A: It’s so amazing to be up close and personal with wolverines. Like, 20 centimetres away there’d be a wolverine lunging at me, and you can smell their breath — which smells like rotting beaver from the trap. My skills helped discover some families. We caught one called the White Buffalo and my trail cameras caught another one hanging around. He was just following his dad around. We didn’t know they were that social, a mother and her two offspring following her. The trail cameras were the secret to finding them, knowing where to be at the right place and time.
Q: You’ve finished a five-year journey. Is it over?
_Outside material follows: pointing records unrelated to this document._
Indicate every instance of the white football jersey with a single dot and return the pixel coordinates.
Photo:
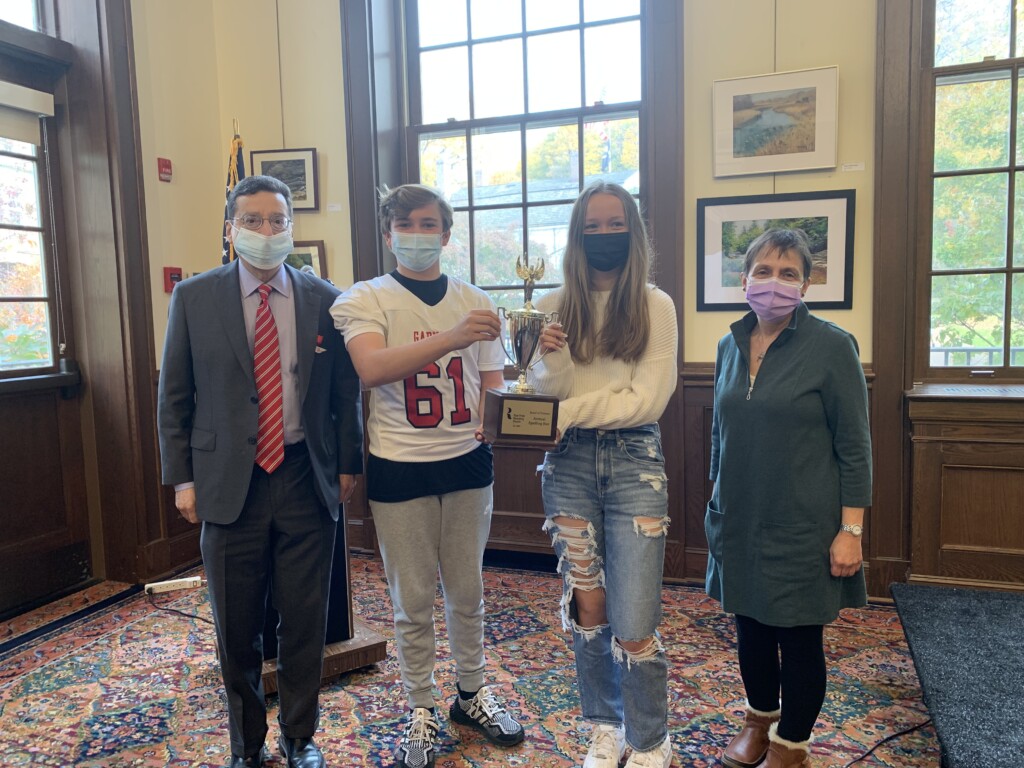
(432, 415)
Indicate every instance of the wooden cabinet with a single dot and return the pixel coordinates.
(968, 484)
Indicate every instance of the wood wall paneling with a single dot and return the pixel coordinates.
(894, 253)
(968, 513)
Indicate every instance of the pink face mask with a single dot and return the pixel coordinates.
(771, 299)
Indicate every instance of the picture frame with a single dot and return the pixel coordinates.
(785, 121)
(297, 168)
(308, 253)
(726, 226)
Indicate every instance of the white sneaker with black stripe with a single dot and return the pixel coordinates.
(487, 715)
(416, 747)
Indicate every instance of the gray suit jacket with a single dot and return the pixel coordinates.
(207, 404)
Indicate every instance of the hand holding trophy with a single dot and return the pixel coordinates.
(517, 416)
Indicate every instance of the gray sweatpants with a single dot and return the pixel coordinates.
(417, 538)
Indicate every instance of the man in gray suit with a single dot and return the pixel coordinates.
(260, 434)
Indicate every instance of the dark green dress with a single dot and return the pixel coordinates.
(787, 455)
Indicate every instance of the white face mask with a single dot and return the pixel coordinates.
(415, 251)
(262, 251)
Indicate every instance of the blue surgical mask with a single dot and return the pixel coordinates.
(262, 251)
(415, 251)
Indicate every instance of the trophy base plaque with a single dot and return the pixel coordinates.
(520, 419)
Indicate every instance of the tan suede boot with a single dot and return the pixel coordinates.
(750, 745)
(783, 754)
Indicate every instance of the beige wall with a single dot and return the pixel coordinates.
(741, 38)
(272, 66)
(257, 60)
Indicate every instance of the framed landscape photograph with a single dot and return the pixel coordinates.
(727, 225)
(781, 122)
(308, 253)
(297, 168)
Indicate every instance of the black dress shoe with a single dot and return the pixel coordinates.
(301, 753)
(253, 761)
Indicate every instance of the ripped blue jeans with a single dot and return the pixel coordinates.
(612, 483)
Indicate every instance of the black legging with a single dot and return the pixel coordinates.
(800, 676)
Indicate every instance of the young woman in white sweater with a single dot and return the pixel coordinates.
(611, 360)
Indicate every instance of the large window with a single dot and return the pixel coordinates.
(27, 298)
(515, 105)
(975, 275)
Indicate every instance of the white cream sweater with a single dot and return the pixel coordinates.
(609, 393)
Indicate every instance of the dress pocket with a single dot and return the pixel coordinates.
(714, 521)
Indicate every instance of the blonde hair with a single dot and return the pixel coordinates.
(627, 323)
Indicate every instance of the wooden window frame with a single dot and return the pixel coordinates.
(928, 76)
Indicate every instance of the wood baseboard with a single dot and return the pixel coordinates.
(366, 648)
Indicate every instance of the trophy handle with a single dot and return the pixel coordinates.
(548, 320)
(502, 313)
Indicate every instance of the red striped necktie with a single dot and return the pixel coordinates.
(270, 431)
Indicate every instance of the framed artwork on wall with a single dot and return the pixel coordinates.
(727, 225)
(297, 168)
(781, 122)
(308, 253)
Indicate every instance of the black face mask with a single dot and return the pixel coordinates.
(606, 252)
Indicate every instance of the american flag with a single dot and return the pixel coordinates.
(236, 172)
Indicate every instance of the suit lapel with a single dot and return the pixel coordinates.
(231, 317)
(306, 321)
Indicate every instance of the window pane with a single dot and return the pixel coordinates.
(611, 79)
(455, 257)
(22, 12)
(548, 227)
(442, 162)
(18, 147)
(967, 320)
(444, 85)
(441, 22)
(497, 79)
(489, 18)
(18, 192)
(543, 14)
(25, 338)
(972, 122)
(612, 152)
(498, 240)
(970, 30)
(553, 162)
(969, 222)
(554, 71)
(22, 264)
(596, 10)
(497, 168)
(1017, 322)
(1019, 221)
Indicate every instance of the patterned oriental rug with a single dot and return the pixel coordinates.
(104, 678)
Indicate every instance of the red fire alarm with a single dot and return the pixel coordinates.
(172, 275)
(164, 167)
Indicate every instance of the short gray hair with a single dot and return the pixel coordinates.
(781, 241)
(253, 184)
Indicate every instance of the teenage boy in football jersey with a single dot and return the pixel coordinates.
(428, 346)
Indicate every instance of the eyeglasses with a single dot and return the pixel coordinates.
(279, 221)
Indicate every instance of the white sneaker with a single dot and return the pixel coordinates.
(659, 757)
(606, 747)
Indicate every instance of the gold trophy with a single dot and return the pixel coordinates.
(517, 415)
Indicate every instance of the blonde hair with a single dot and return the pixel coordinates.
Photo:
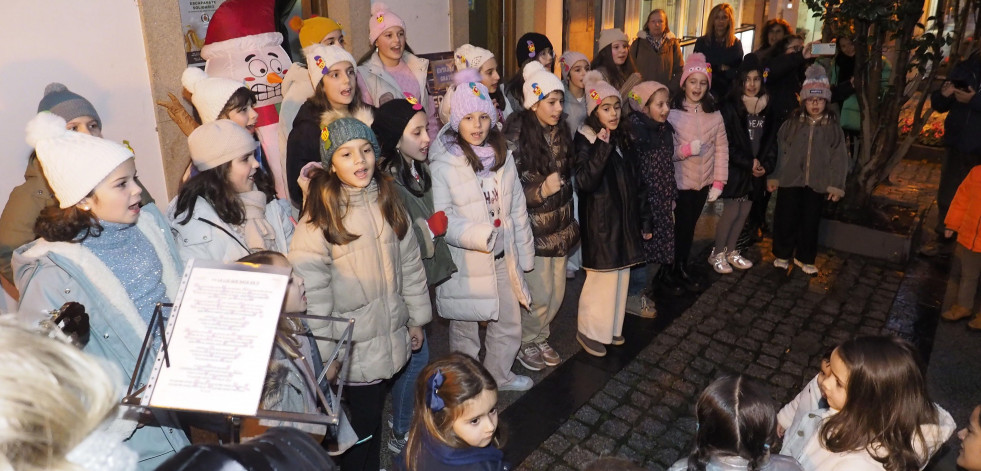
(464, 378)
(52, 396)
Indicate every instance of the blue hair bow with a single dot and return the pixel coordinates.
(433, 400)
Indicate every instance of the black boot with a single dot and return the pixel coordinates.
(687, 282)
A: Because I’m getting the footage, other clients are popping up. BBC is coming out with a “great mountain” series, and they want wolverines for the Rockies. I’m leaving March 1 to go sit in my blind for a month. As soon as you get footage, you find out how to do it even better. I’m insatiable. (He laughs.) The blind has been there for a while and the wolverines are getting familiar with us.
Q :In Susan Sontag’s book On Photography she talks about how photography preserves and yet destroys as images lure people into uncharted places. Are you concerned about your impact? You peed in jars.




A: When I’m out filming wolves and wolverines, they’re definitely impacted by my presence. Their behaviour changes. I was filming wolves off the coast of B.C., and they were smelling the places I’d been, even just walking. All of a sudden tails tucked beneath them. They’d look scared and leave. I’ve had so many wolves roll around in my poo spot. They know I’m there and I’m not acting naturally. I started containing everything, ate very little, stay in the blind for 72 hours. My producers were asking for video of me talking in the blind, and it’s the last thing you want to do.
I decided to keep my urine in bottles, but the unfortunate thing about that is it’s also -25C. Every three days back at camp I’d have to thaw out these bottles just to dump them. When I met David Suzuki during the narration read he said, “Great film. But what were you doing, shitting in a bag?”